10.05.2023, Mittwoch - Nicht mein Ding

 «Der rot-grüne Moralismus ist, pardon, nun wirklich nicht mein Ding»

Martin Meyer war 22 Jahre lang Feuilletonchef der NZZ. Nun hat er seinen zweiten Kriminalroman publiziert, der in der Zürcher Gesellschaft spielt. Ein Gespräch über das Schreiben, den Wandel in der Zürcher Elite und über eine Zeitung, die ihren feinen Feudalismus abgelegt hat. …

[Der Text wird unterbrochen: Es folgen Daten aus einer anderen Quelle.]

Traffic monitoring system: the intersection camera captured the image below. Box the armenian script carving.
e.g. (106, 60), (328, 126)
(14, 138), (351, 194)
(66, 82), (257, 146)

Widerlich ist dieser rot-grüner Moralismus … besonders dieser Cohn-Bendit-Forderung, Sex mit Kindern zu machen - ohne Bestrafung.

TAZ - 19. 4. 2013: „Daniel Cohn-Bendit bekommt den Theodor-Heuß-Preis. Der Laudator hat seine Teilnahme abgesagt. Dem Grünen-Politiker wird Kindesmissbrauch vorgeworfen.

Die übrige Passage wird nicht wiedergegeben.